The announcement that Wizards is working on the next iteration of D&D has created a lot of churn in the gaming community, the online forums and the blogosphere. In light of this flourish of activity we’ve decided to take a step back and look at something a completely different toady – board games.
In addition to being a huge D&D nerd I’m also an avid board game enthusiast. Where my RPG circle tends to include “just the guys,” board games have a much broader appeal. I’ve never been able to get my wife or brother into RPGs, but they love board games. Likewise, I’d never dream of asking my parents to play D&D, but they’ll make a trip to my house for board game night. Board games are generally very easy to learn and don’t have the nerd stigma that a lot of people associate with D&D. It makes them appealing to everyone.
A lot of FLGS in my neighbourhood actually have a slew of board games that you can play in the store. This is a great way to try some new games before you buy them. Purchasing board games from your FLGS (as opposed to a toy store) is yet another way you can support them after you’ve purchased the PHB and DMG.
The next time your gaming group doesn’t have enough people to play D&D, or a critical member of the group is absent (the DM, perhaps), resist the urge to cancel. Get together with your friends and have a good time playing board games. There are a lot of great games on the market today so don’t limit yourself to just Monopoly or Risk. For something different, check out five of my favourite board games below. They’re all easy to learn, fun to play, and well worth the investment.
Ticket To Ride
“Ticket to Ride is a cross-country train adventure in which players collect and play matching train cards to claim railway routes connecting cities throughout North America.”

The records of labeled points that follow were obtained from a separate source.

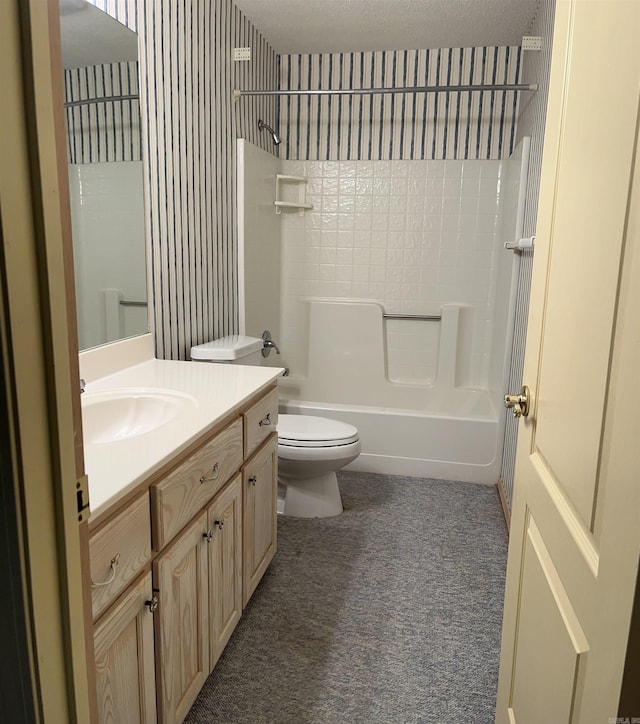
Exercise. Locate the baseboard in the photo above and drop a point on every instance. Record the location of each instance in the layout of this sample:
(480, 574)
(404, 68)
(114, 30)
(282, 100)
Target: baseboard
(505, 505)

This is my absolute favourite game right now. I play the board game version and the online version. It took only minutes to learn, but I’m still trying to master it. Last year I participated in the Ticket to Ride tournament at GenCon, but was eliminated in the semi-finals. I prefer Ticket to Ride U.S.A. because the cities and routes are familiar, but there are many new version that include Germany, Scandinavia, Europe, Asia and India.
Official Days of Wonder / Ticket to Ride website.
“Blackmail the printer. Threaten the innkeeper. Bribe the priest. Welcome to Revolution! Secretly bid against your opponents to gain the support of the people, win territory… and collect more Gold, Blackmail, and Force for the next round of bidding!”
I first played this game when I was at the D&D Conference in Seattle last month and after playing it one night I had to own it. It’s a wildly different experience depending on who else is playing since you’re constantly bidding against the other players. New opponents will play using different strategies, so you have to constantly change how you prepare for the Revolution each time you play. The game is designed for up to 4 players but you change get an expansion pack for 5-6 players.
“Four diseases have broken out in the world and it is up to a team of specialists in various fields to find cures for these diseases before mankind is wiped out.”
This was one of my first experiences playing a cooperative board game. You’re not playing against the other players; you’re playing with them to save the world. It’s up to all players to come up with a strategy that will stop the pandemic. Each player takes on a role, but with more roles than players, one is always missing. This brings new challenges and forces you to adapt every time you play. The end of the world has never been so much fun.
Official Z-Man Games / Pandemic website.
“Dare to discover Forbidden Island! Join a team of fearless adventurers on a do-or-die mission to capture four sacred treasures from the ruins of this perilous paradise.”
Another cooperative game, this time you’re trying to recover treasure rather than save the world. Like Pandemic, there are more roles than players. However in this game the configuration of the island (made up by tiles) constantly changes. Although it seems like such a simple game it is incredibly challenging and a lot of fun.
Official Gamewright / Forbidden Island website.
The Settlers of Catan
“Players are recent immigrants to the newly populated island of Catan. Expand your colony through the building of settlements, roads, and villages by harvesting commodities from the land around you.”
I doubt that this game needs much explanation as it’s been a round longer than any of the others on this list and has spawned so many variation and iterations. The random distribution or resources, location of your settlements, luck of the dice and ability to wheel and deal with your adversaries will all factor into your chance of success. It’s the perfect blend of luck and skill. The original game is designed for up to 4 players but you can get an expansion pack for 5-6 players.
Official Mayfair Games / Settles of Catan website.
Have you played any or all of these games? Which one is your favourite? What other games would you recommend?